Si el contenido de Mommy es sólido, adulto y convincente, su continente es aún mejor. Dolan hace gala de un gusto y una pulcritud estética absolutamente sensacionales. Solo él es capaz de hacer bello un paisaje tan sórdido como el parking de un supermercado. Solo él detecta y sublima el encanto escondido que existe debajo de varias capas de mediocridad. Si bien, técnicamente, no propone nada radicalmente nuevo más allá del formato, su uso pensado y con sentido de la música y la iluminación nos ofrece algunos de los momentos más hermosos vistos últimamente en cine. En Mommy no llueve cuando los personajes están tristes ni hace sol cuando todo marcha bien. Las tragedias no suceden de noche y desaparecen con la luz de la mañana ni van precedidas de melodías oscuras. La música es tan protagonista como Die, Steve y Kyla y contribuye, no a acompañar las secuencias, sino a ensalzarlas, a hacerlas impredecibles y mágicas. Música contemporánea, sin prejuicios, que sorprendentemente encaja en una selección valiente en la que conviven Andrea Bocelli con Lana del Rey, Simple Plan, Counting Crows, Dido o Celine Dion.
Es imposible, con esta magistral utilización del audiovisual, no entrar en el caleidoscópico universo de este artista que me cabreó, en un primer momento, con esa elección aparentemente arbitraria de formato.

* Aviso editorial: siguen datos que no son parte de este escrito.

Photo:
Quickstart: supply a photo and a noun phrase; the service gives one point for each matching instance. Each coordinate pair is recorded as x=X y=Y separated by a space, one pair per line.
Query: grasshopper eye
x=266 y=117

Hasta que pasado el ecuador de la película, descubrí que de caprichoso no tenía nada. Y de repente, al comprender el sentido de ese molesto 1:1, me entró el aire en los pulmones, respiré hondo y lloré. Lloré de bonito.
Xavier Dolan no es solo un jovencito capaz de parir una obra maestra antes de tener edad para beberse un gin-tonic. Es un cineasta osado y brillante, que derrocha frescura, personalidad, libertad y sensibilidad. Un creador al que no le faltan ganas las ganas de comerse el mundo y al que le sobran etiquetas.
Dicen que es el niño prodigio de Canadá, un genio de veintitantos, el enfant terrible del cine.